Next step on my search was #4 on the Smithsonian list: “Go to the Library.” I live in Plympton, Massachusetts, a town much smaller than its more famous neighbor Plymouth. There are cities in America founded more than a century after Plympton’s date of incorporation, 1707, with populations over a million. After almost three centuries, Plympton has 2,634 residents. Rapid growth has not been a major problem. Between 1790 and 1960 the town actually lost population. Consequently, not much has been written about it. Her most famous native was Deborah Sampson, the only woman to serve in the Revolutionary War. But that was a long time ago.
I was already in possession of what appears to be the only true Plympton title, Eugene Wright’s two-volume Tales of Old Plympton. This isn’t really a book, but a collection of 500+ columns Wright wrote for the local weekly newspaper, mostly back in the 1960’s. The result is a lot of disjointed stories that need more background to glue them together. I found that there were a lot of Parkers in town in the 1700’s and 1800’s, many of whom were quite successful. Unfortunately, there was precious little about Gustavus or his family. Nor could I be certain he was one of the same Parkers.
However, the Plympton Public Library did have two other sources of information that were most helpful. One was a series of town records from the 18th and 19th centuries. From this I was able to trace Gustavus’ family back five generations. It started in Plympton with his great-great grandfather Johnathan, who came to town to serve as the second pastor of the local church. None of his descendants would serve as ministers, but many would become very successful in business. Some would move away to achieve their success, others would stay. By the turn of the century (and we’re talking 1800 here), they had already set up mills along the Winnetuxet River, just down the street from my house.

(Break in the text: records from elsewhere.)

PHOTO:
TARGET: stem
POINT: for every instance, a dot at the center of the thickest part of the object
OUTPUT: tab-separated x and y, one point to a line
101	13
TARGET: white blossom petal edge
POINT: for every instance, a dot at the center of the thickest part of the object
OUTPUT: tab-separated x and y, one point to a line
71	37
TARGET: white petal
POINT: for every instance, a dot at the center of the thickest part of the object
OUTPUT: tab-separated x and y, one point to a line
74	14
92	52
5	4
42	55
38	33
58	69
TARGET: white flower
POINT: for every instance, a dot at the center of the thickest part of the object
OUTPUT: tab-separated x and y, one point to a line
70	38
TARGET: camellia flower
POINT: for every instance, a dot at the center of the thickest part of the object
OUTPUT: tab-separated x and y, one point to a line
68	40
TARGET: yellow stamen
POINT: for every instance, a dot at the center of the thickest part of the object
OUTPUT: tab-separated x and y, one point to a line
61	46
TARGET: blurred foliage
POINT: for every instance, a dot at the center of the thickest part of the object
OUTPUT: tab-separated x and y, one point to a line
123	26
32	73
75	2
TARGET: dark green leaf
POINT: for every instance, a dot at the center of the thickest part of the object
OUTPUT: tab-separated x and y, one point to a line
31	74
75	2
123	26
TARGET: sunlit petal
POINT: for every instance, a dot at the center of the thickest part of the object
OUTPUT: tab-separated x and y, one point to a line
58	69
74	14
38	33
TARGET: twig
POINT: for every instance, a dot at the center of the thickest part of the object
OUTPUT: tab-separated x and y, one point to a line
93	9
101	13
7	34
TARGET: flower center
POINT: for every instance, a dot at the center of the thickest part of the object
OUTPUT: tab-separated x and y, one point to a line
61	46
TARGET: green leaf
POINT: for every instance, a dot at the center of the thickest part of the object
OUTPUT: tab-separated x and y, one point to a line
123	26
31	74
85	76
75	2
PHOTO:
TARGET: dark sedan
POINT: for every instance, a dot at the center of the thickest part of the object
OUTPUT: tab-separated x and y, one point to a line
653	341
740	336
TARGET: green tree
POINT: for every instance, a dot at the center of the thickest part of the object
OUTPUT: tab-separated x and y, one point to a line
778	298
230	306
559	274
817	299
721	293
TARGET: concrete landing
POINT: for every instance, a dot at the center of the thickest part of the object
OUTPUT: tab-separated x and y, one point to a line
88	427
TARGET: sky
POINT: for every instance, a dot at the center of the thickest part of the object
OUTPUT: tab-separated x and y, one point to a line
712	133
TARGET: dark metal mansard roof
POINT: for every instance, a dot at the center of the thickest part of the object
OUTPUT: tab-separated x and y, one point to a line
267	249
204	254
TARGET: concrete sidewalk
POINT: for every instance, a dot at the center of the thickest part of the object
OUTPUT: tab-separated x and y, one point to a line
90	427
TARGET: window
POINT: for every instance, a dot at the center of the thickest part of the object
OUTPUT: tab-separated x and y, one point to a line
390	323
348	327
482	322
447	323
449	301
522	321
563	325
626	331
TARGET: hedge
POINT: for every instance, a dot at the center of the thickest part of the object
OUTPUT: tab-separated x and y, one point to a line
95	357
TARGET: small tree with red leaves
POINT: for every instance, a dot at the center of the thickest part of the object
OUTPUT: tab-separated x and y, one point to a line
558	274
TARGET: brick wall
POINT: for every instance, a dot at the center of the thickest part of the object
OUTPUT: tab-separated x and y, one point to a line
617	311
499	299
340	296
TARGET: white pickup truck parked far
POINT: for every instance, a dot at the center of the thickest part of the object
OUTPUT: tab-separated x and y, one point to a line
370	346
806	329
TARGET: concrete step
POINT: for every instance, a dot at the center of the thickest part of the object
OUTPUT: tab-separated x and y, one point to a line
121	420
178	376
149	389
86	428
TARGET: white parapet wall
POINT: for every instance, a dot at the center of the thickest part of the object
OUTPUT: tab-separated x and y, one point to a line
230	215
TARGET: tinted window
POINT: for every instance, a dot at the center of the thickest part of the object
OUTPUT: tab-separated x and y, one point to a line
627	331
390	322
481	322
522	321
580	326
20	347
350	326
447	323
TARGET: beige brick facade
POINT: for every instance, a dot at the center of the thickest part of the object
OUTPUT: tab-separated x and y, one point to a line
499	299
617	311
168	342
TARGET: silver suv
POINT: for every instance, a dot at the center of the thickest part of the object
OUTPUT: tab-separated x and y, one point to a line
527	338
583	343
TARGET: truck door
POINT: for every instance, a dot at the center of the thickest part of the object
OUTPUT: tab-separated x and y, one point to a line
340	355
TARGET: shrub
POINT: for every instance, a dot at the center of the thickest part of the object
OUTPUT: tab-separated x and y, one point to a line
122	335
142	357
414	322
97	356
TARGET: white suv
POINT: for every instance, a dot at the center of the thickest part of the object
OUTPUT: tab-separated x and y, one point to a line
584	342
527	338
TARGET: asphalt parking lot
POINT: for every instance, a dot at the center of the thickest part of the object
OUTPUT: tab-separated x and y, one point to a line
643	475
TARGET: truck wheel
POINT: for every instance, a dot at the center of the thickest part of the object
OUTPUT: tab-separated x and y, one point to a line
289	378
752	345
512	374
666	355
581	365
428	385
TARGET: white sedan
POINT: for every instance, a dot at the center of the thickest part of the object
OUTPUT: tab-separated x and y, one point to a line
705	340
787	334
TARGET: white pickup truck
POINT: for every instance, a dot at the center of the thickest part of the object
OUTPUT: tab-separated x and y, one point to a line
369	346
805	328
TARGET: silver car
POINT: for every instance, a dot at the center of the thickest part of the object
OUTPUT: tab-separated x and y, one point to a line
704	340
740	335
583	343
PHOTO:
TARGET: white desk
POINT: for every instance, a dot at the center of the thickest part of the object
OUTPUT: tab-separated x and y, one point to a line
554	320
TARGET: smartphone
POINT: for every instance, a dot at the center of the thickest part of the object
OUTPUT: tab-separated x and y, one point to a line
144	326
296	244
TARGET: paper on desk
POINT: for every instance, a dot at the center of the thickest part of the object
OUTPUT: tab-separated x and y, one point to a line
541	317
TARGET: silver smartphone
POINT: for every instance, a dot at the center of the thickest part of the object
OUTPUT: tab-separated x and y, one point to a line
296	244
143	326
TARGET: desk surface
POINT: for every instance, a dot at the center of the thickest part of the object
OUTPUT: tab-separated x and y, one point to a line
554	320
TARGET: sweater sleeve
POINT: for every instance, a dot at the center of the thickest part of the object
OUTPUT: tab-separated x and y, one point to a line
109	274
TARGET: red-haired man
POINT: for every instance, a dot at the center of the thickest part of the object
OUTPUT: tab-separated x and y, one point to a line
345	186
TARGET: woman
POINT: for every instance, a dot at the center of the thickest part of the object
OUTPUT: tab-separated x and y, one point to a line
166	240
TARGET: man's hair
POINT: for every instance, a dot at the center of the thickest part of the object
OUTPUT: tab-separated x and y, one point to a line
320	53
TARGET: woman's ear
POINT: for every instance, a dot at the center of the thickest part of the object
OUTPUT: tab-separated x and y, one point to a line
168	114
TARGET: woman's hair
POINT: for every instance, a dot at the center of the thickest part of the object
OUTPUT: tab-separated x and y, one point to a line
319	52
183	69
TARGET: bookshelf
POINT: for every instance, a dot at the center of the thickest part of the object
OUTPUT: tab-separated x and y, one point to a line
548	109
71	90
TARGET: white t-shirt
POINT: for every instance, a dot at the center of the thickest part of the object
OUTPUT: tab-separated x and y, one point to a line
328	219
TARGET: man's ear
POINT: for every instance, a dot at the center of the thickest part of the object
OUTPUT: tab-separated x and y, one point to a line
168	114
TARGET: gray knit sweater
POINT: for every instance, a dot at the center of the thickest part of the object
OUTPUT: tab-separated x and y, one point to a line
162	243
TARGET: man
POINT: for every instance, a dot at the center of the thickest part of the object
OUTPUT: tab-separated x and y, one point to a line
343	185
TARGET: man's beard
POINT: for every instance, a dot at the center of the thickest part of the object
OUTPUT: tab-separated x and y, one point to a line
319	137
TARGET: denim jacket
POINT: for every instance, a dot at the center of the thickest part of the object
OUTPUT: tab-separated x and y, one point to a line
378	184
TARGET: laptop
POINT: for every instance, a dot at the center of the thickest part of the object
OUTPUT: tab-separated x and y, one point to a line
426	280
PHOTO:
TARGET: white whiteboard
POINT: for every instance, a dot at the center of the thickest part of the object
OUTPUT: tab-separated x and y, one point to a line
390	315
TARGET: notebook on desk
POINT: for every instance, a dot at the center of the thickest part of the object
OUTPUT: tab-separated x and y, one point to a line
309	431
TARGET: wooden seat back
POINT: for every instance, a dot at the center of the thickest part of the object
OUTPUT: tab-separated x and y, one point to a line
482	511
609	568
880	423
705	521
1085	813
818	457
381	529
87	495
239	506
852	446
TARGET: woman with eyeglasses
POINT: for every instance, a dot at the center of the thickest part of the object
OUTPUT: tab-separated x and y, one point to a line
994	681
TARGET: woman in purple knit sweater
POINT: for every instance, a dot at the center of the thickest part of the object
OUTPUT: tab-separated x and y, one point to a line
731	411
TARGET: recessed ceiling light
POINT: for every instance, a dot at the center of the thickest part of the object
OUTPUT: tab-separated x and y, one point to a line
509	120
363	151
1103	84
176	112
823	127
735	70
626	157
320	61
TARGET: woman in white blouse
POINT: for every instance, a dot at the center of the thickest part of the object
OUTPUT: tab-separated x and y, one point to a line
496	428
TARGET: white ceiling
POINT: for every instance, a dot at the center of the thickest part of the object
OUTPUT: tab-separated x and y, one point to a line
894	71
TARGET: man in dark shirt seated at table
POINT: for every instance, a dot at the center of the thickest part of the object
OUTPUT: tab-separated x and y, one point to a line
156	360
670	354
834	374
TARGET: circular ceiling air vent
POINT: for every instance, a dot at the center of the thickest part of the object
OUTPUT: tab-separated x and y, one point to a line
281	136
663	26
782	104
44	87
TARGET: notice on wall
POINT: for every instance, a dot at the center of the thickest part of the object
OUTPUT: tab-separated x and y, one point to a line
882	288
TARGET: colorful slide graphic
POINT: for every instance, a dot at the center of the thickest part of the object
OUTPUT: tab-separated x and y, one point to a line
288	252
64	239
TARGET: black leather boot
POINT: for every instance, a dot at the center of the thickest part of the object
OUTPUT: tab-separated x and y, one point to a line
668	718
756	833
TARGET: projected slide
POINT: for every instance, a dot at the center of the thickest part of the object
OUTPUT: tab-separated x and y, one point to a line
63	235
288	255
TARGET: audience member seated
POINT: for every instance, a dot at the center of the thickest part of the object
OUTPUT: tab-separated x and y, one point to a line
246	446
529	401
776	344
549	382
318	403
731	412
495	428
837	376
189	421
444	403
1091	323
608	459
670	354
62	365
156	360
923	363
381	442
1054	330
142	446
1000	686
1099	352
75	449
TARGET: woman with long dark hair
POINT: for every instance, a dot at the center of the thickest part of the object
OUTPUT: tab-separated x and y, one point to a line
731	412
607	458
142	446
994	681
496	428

I’ve jumped ahead here. Not all of this information is in the town records. However, I did find one unexpected source in the library. It turns out Wright did attempt to write a true history of Plympton. He never found a publisher, nor did he ever get his history very well organized, but he did create a manuscript, and that manuscript resides in the Plympton Public Library. It was from this document that I was able to learn a little more about Gustavus’ ancestors.